Likewise, in adopting the findings of Drs. Stahl and Houston that the plaintiff had a moderate limitation in social interaction, the ALJ noted that (i) the plaintiff's “treatment providers d[id] not indicate that he is regularly accompanied by a chaperone[, ]” (ii) the plaintiff reported “that he has never been fired or laid off from a job because of problems getting along with others[, ]” (iii) “Dr. Kolosowski described the [plaintiff] as polite and cooperative[, ]” (iv) the plaintiff “report[ed] that he ha[d] been married for five years[, ]” and (v) the plaintiff “reported to Dr. Kolosowski that he sometimes goes to the store.” Id. at 15. The ALJ further stated, in relevant part, that the plaintiff had been noted to be “cooperative and engaged in the [screening] interview.” Id. at 18. These observations adequately explain, and are consistent with, his determination that, as found by Drs. Stahl and Houston, the plaintiff retained the capacity to work with co-workers and supervisors. See Finding 4, id. at 16.

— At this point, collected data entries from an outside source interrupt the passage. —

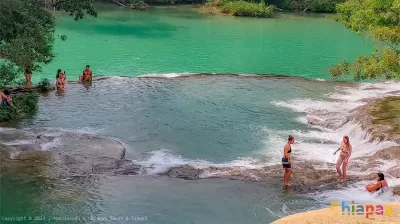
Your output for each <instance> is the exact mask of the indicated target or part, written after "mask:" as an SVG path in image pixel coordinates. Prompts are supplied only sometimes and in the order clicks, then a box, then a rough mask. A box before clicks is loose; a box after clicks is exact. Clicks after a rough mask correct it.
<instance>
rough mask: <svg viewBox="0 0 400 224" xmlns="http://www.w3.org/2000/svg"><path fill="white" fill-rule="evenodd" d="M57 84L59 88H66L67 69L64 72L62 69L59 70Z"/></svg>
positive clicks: (56, 84)
mask: <svg viewBox="0 0 400 224" xmlns="http://www.w3.org/2000/svg"><path fill="white" fill-rule="evenodd" d="M56 80H57V81H56V86H57V90H65V80H66V74H65V71H64V73H63V72H62V71H61V69H58V70H57V75H56Z"/></svg>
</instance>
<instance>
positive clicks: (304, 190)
mask: <svg viewBox="0 0 400 224" xmlns="http://www.w3.org/2000/svg"><path fill="white" fill-rule="evenodd" d="M325 165H327V166H328V167H329V166H331V167H332V169H330V170H326V169H316V168H315V167H320V166H321V164H320V163H316V162H315V163H310V162H299V163H296V164H295V168H294V173H293V176H292V185H293V187H292V188H293V190H294V191H295V192H297V193H311V192H316V191H324V190H334V189H339V188H341V187H342V186H343V184H340V183H339V182H338V176H337V173H336V170H335V169H334V164H325ZM161 175H165V176H169V177H173V178H181V179H186V180H197V179H199V178H204V179H209V178H223V179H231V180H241V181H246V182H256V181H268V182H272V183H276V184H282V183H283V168H282V166H281V165H272V166H265V167H262V168H259V169H249V168H245V167H208V168H201V169H198V168H195V167H192V166H190V165H182V166H178V167H172V168H170V169H169V170H168V171H167V172H165V173H162V174H161ZM370 177H371V175H370V174H366V175H349V176H348V182H350V183H351V182H356V181H361V180H364V179H368V178H370Z"/></svg>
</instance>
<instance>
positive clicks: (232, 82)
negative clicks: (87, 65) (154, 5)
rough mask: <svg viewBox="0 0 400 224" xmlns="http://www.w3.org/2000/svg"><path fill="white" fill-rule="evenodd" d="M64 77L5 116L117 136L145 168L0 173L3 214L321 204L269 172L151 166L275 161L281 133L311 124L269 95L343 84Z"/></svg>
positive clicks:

Again, the plaintiff does not argue that Drs. Stahl and Houston failed to explain their translation of their social interaction limitations into their assessed mental RFCs. See Statement of Errors at 15-20. In any event, they noted, in explaining their mental RFC findings, that the plaintiff was polite and cooperative during his examination by Dr. Kolosowski and cooperative and engaged at his primary care physician's office. See Record at 64, 72.
The ALJ's reliance on the mental RFC findings of experts, coupled with his discussion of the evidentiary support for those experts' translation of the moderate CPP and social interaction limitations they assessed into mental RFC findings, distinguishes this case from Valari M., Parker, Henderson, McHugh, and Maldonado. Compare Valari M., 2019 WL 4277783, at *4 (remand warranted when, inter alia, ALJ crafted claimant's mental RFC from raw medical evidence, failing to “explain how the medical data she described translated to the limitations she imposed in the mental RFC”); Parker, 2016 WL 4994997, at *5-6 (remand warranted based on series of errors, including failures on part of Dr. Stahl to explain certain findings, the ALJ's omission of some of Dr. Stahl's limitations despite purporting to give the Stahl opinion great weight, and the ALJ's purported crediting of two contrary opinions); Henderson, 2011 WL 1130880, at *2-3 (remand warranted in view of “the minimal, conclusory explanation given” by ALJ for translation of moderate CPP limitations into RFC finding); McHugh, 2009 WL 5218059, at *4 n.4 (remand warranted when, inter alia, ALJ had not relied on expert's translation of a moderate CPP limitation into an RFC finding); Maldonado, 2009 WL 1885057, at *4 (remand warranted when ALJ afforded physician's report “cursory treatment” and failed to mention the findings of an agency nonexamining psychologist or the results of a psychiatric evaluation, raising concern that ALJ “ignore[d] strong evidence of an impairment of the ability to concentrate or persist with a task” that might be “inconsistent” with the ALJ's only mental RFC finding - a limitation to unskilled work).
II. Conclusion
For the foregoing reasons, I recommend that the commissioner's decision be AFFIRMED.
NOTICE
A party may file objections to those specified portions of a magistrate judge's report or proposed findings or recommended decisions entered pursuant to 28 U.S.C. § 636(b)(1)(B) for which de novo review by the district court is sought, together with a supporting memorandum and request for oral argument before the district judge, if any is sought, within fourteen (14) days after being served with a copy thereof. A responsive memorandum and any request for oral argument before the district judge shall be filed within fourteen (14) days after the filing of the objection.
Failure to file a timely objection shall constitute a waiver of the right to de novo review by the district court and to appeal the district court's order.